Note

NOTE: Commentary is made as a private citizen and not as Regional Coordinator for Silent No More or Leader of Rachel's Hope, unless otherwise stated.

Contact

Monday, May 29, 2017

Family and Unconventional Grief



Barbara Bush once said, “To us, family means putting your arms around each other and being there.”

Her words are heartwarming, and in a perfect world, all families would be blessed with that kind of relationship.  Unfortunately, ours is not a perfect world, and some families experience estrangement from time to time.  The disunity is usually temporary and rectified through humility and forgiveness because both sides realize the familial relationship is and should be cherished.

But what happens when an olive branch is offered and refused?  When one party insists on carrying grudges and refuses to accept responsibility for their part in the rift?

After several attempts at reconciliation, each with the same results, it is time to let go.  No matter how willing one is to continue absorbing the hurt and deceit, there comes the point when the efforts are counterproductive.  The toxicity of the relationship can wreak havoc on a person … mentally, physically and spiritually.  No one should have to suffer consequences for another’s heartlessness, be it from family or not. 

Disengaging from any relationship is akin to a death, especially when it is a family member.  We experience something called unconventional grief.  We mourn the person who was.  The person who used to be an integral part of our life, the one who could be counted on, the one who is given love but withdraws theirs.

Unconventional grief, in many ways, is harder to navigate because the person is still alive and in particular circumstances, continuing the toxic behavior.  With today’s technology, specifically social media, it makes letting go virtually impossible.  Friends and other family members see something, and out of concern, feel compelled to tell us or, we grow curious and look for ourselves.

What can be done?

  • Allow ourselves to grieve the loss, no matter how long it takes. 
  • Reach out to other family members, friends, and clergy.
  • Let our friends and family know we appreciate their concern but ask them to refrain from sharing things they read or hear.
  • Block the family member on all social media and resist the temptation to unblock to “see what is going on.” 
  • In the silence of our hearts, tell the family member we love and forgive them.
  • Keep the family member in prayer.
  • Enjoy and cherish the loving relationships we have with others.













 







 



Tuesday, May 9, 2017

Assigning Blame - A Mother's Day Tribute



It’s 1:30 a.m.  Everyone else in the house is tucked in and sound asleep.  I’ve been sitting here in the recliner, listening to the dogs snore and the house creak for the last couple of hours …  struggling to find the perfect words for a Mother’s Day tribute.  You might be thinking, “For crying out loud, Patti.  You’re a writer it should be easy.”  Well, I’ll tell you a secret:  There are times when words hide in the recesses of my heart … preventing the raw emotions from surfacing and damming up a lake of tears.  This is one of those times, but through prayer, some gentle prodding from the Holy Spirit and a box of Kleenex nearby, I think I’m ready.

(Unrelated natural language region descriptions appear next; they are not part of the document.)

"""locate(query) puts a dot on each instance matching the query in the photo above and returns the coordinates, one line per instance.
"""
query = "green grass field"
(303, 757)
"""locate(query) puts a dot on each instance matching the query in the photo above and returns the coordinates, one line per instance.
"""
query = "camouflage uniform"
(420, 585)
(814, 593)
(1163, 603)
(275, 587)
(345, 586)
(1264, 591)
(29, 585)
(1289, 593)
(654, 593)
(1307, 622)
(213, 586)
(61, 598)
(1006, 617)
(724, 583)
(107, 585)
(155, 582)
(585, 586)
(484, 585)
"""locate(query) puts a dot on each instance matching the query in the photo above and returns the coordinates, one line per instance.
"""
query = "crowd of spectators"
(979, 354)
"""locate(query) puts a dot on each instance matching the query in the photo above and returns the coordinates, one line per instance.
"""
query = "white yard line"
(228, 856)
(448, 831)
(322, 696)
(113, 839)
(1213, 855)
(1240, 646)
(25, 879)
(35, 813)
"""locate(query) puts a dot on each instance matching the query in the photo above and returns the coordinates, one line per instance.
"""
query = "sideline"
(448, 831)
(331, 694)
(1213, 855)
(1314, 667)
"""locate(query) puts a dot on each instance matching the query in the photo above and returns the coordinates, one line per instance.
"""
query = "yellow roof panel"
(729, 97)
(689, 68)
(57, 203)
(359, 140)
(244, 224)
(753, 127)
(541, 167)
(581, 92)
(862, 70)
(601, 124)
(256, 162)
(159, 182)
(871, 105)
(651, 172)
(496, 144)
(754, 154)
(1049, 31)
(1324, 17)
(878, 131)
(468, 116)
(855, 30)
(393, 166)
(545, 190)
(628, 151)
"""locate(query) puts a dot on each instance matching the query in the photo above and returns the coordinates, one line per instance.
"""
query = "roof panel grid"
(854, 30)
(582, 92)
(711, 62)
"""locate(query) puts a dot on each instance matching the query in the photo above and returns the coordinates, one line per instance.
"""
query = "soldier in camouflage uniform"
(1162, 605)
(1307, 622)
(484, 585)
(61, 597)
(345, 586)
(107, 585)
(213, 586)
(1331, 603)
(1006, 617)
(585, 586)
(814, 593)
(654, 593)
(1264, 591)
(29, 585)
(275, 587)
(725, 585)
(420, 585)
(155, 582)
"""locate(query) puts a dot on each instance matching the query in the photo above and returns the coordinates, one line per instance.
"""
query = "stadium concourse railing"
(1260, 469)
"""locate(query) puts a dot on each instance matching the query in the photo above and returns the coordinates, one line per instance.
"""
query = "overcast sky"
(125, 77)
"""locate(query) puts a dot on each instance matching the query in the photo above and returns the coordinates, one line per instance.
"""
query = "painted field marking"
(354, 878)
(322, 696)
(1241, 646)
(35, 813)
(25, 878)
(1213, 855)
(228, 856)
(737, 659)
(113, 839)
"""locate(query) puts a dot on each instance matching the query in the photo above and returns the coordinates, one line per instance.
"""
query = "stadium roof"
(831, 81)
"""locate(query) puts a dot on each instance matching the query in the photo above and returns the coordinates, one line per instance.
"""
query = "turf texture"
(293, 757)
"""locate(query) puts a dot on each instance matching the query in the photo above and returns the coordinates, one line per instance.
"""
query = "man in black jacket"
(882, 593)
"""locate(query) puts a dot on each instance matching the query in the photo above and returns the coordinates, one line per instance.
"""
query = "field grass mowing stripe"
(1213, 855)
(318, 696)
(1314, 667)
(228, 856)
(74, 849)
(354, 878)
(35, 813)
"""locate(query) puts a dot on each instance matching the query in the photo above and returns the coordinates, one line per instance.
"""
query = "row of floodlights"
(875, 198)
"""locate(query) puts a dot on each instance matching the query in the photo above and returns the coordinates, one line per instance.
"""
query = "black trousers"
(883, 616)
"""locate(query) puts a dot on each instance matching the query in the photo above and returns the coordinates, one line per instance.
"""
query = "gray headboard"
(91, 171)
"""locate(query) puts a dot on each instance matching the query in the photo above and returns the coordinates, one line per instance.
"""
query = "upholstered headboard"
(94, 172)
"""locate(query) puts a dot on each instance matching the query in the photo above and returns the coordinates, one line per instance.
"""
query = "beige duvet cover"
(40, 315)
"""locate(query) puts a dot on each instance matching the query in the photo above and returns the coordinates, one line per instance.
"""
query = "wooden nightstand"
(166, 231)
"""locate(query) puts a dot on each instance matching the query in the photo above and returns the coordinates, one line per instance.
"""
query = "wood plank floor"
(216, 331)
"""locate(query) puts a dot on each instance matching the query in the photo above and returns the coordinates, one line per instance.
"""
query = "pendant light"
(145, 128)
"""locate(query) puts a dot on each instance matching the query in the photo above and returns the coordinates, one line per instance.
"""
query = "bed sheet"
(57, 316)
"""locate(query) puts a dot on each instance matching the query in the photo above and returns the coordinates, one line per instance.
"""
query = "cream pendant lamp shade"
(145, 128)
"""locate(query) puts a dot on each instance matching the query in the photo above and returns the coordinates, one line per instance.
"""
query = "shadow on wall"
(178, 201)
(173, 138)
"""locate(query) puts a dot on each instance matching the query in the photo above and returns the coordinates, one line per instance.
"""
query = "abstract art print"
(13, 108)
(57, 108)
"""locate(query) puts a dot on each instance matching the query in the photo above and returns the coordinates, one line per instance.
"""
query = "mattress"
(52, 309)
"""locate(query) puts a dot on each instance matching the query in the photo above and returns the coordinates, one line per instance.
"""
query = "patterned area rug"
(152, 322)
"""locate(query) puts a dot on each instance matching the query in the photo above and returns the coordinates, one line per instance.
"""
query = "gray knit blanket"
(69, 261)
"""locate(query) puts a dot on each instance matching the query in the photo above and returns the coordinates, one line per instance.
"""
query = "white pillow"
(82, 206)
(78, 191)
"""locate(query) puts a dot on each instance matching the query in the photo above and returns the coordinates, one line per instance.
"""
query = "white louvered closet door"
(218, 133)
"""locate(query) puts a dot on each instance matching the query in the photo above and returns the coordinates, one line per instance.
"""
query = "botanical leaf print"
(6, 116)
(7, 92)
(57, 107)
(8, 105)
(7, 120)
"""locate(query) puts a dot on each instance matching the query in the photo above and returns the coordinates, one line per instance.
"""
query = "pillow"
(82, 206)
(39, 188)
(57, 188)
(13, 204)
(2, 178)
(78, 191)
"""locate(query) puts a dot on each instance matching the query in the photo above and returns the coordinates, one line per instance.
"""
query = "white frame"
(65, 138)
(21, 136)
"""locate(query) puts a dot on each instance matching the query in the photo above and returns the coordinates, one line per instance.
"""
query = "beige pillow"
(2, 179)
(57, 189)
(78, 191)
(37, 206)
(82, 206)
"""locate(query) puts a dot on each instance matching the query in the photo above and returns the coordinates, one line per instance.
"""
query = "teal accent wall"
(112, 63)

As most of you know by now, I was not the perfect daughter by any means.  The one word that comes to mind to describe my past behavior is “reprehensible.”  During those “dark days,” I would lash out at my mother and blame her for my actions.  Why?  Because in my booze-soaked, self-pitying, self-indulgent brain I was convinced she hated me and considered me a failure.   She would encourage me to strive for a better life, and all I heard was, “You aren’t good enough.” She would invite me to come home to work things out, and all I heard was, “You are not capable of being on your own.”   She would suggest I go back to church and all I heard was, “You’re going to hell.” I twisted all of her words of love and support into a declaration of my inadequacies. I would thank her by spewing out a mouthful of vile and demeaning comments. 

Praise God those days are long gone.  I am so grateful to have had many years of clarity before she passed away to realize and tell her what an incredible mother she was.  Blame turned into gratitude.  Gratitude for a life that overflows with blessings beyond belief.  A life that would have otherwise continued down the path of self-destruction had it not been for her faith, strength and unconditional love.

Thank you, mom, for never giving up on me.  Not a day goes by that I don’t think of you, miss you and thank God for being your daughter. 

It’s now 3:00 a.m.  The dam broke, and tears are flowing – but that’s okay.  My mom is worth each and every one.